The genetic pool of the ancient male population in the Iberian Peninsula in Southwestern Europe was replaced by migrants from Central Europe thousands of years ago.
The ancient population of the Iberian region that is presently known as Spain, Portugal, Andorra, and Gibraltar was predominantly hunters and gatherers. They settled in mountainous areas and lived in what is considered a violent society. The social structure and genetic make-up of Iberians changed in the late Neolithic or Stone Age era.
The study of Iberian DNA led by the Institute of Evolutionary Biology focused on the genetic history of the Iberian peninsula and the movements of people across the globe.
Vanished Y Chromosomes
A large group of population geneticists and archaeologists sequenced 8,000 years of Iberian population history and studied the genome composition of more than 271 ancient individuals from Iberia who lived between 6,000 BC and 1,600 AD. They combined the data gathered with previously published information on 132 peninsula dwellers.
The researchers probed when and how different populations merged with the Iberians. It showed that 40 percent of Iberian ancestry and 100 percent of the paternal lineage in the study could be traced back to Central Europe. This means that the original Iberian male population left no genomic legacy or direct descendants today.
Among the most prominent ancestry that joined the Iberians were the "Russian Steppes."
As to what transpired with the original Iberian male genome and their Y chromosomes, which are passed from men to men, remain a mystery.
"The results were astonishing. The data suggest there was a major genetic change that is not obvious from the archaeological record," according to Carles Lalueza-Fox, co-senior study author and principal investigator of the Paleogenomics Lab at the Institute of Evolutionary Biology.

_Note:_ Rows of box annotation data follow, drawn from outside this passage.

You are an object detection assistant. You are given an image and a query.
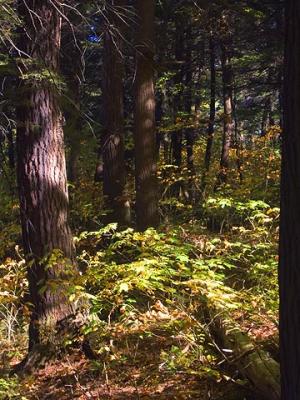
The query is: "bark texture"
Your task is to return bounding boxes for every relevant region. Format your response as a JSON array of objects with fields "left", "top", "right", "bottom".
[
  {"left": 279, "top": 0, "right": 300, "bottom": 400},
  {"left": 217, "top": 14, "right": 234, "bottom": 186},
  {"left": 134, "top": 0, "right": 158, "bottom": 230},
  {"left": 102, "top": 0, "right": 130, "bottom": 225},
  {"left": 17, "top": 0, "right": 77, "bottom": 350},
  {"left": 202, "top": 33, "right": 216, "bottom": 192}
]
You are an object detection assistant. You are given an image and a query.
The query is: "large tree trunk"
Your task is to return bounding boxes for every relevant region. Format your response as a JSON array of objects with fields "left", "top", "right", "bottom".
[
  {"left": 17, "top": 0, "right": 77, "bottom": 351},
  {"left": 102, "top": 0, "right": 130, "bottom": 225},
  {"left": 279, "top": 0, "right": 300, "bottom": 400},
  {"left": 134, "top": 0, "right": 158, "bottom": 230}
]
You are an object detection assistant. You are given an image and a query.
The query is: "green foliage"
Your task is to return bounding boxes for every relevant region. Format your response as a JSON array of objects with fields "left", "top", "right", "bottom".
[{"left": 0, "top": 378, "right": 27, "bottom": 400}]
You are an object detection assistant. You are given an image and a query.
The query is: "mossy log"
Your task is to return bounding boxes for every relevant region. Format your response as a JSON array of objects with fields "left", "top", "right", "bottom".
[{"left": 210, "top": 312, "right": 280, "bottom": 400}]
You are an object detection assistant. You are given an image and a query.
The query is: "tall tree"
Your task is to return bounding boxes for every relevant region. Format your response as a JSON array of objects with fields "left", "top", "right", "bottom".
[
  {"left": 17, "top": 0, "right": 77, "bottom": 352},
  {"left": 217, "top": 11, "right": 234, "bottom": 186},
  {"left": 279, "top": 0, "right": 300, "bottom": 400},
  {"left": 61, "top": 15, "right": 84, "bottom": 182},
  {"left": 134, "top": 0, "right": 158, "bottom": 230},
  {"left": 202, "top": 32, "right": 216, "bottom": 192},
  {"left": 102, "top": 0, "right": 130, "bottom": 225}
]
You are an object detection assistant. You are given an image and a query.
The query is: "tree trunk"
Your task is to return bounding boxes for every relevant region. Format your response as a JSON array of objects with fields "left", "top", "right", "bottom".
[
  {"left": 170, "top": 17, "right": 184, "bottom": 197},
  {"left": 134, "top": 0, "right": 159, "bottom": 231},
  {"left": 279, "top": 0, "right": 300, "bottom": 400},
  {"left": 17, "top": 0, "right": 77, "bottom": 351},
  {"left": 201, "top": 34, "right": 216, "bottom": 192},
  {"left": 61, "top": 16, "right": 83, "bottom": 183},
  {"left": 217, "top": 26, "right": 234, "bottom": 187},
  {"left": 102, "top": 0, "right": 130, "bottom": 225}
]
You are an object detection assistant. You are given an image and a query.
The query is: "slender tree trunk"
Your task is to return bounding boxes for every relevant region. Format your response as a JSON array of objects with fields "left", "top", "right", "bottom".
[
  {"left": 17, "top": 0, "right": 77, "bottom": 351},
  {"left": 201, "top": 34, "right": 216, "bottom": 192},
  {"left": 102, "top": 0, "right": 130, "bottom": 225},
  {"left": 171, "top": 17, "right": 184, "bottom": 197},
  {"left": 7, "top": 127, "right": 15, "bottom": 170},
  {"left": 217, "top": 35, "right": 234, "bottom": 187},
  {"left": 184, "top": 23, "right": 195, "bottom": 203},
  {"left": 134, "top": 0, "right": 158, "bottom": 230},
  {"left": 279, "top": 0, "right": 300, "bottom": 400}
]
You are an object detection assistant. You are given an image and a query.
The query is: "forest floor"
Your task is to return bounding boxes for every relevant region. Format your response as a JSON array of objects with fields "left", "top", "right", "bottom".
[
  {"left": 0, "top": 280, "right": 276, "bottom": 400},
  {"left": 0, "top": 195, "right": 278, "bottom": 400},
  {"left": 3, "top": 321, "right": 264, "bottom": 400}
]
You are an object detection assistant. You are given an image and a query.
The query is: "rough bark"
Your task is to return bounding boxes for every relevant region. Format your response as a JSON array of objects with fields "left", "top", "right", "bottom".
[
  {"left": 61, "top": 12, "right": 84, "bottom": 184},
  {"left": 211, "top": 311, "right": 280, "bottom": 400},
  {"left": 17, "top": 0, "right": 77, "bottom": 351},
  {"left": 102, "top": 0, "right": 130, "bottom": 225},
  {"left": 201, "top": 34, "right": 216, "bottom": 192},
  {"left": 279, "top": 0, "right": 300, "bottom": 400},
  {"left": 170, "top": 16, "right": 184, "bottom": 197},
  {"left": 217, "top": 16, "right": 234, "bottom": 186},
  {"left": 134, "top": 0, "right": 158, "bottom": 230}
]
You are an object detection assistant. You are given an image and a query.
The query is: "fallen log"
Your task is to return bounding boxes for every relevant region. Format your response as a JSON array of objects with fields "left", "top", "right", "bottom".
[{"left": 210, "top": 309, "right": 280, "bottom": 400}]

Migration Changed The Iberian Population
The study also uncovered that sporadic contacts between Iberia and North Africa happened between 2500 BC and 2000 BC.
After the Steppes ancestry replaced the ancient male Iberians, it further spread to Indo-European speaking regions. Greek and Roman settlements also appeared in Iberia.
The resulting multi-ethnic flow of people, the mixture of ancestries, and settlements in Iberia over thousands of years led to the transformation of the Iberian population. In fact, fossils from Iberian hunters-gatherers showed that the ancient population had more diversity than previously thought.
The study on the genomics of the Iberian Peninsula is published in the Science journal. A companion study is published in the journal Current Biology.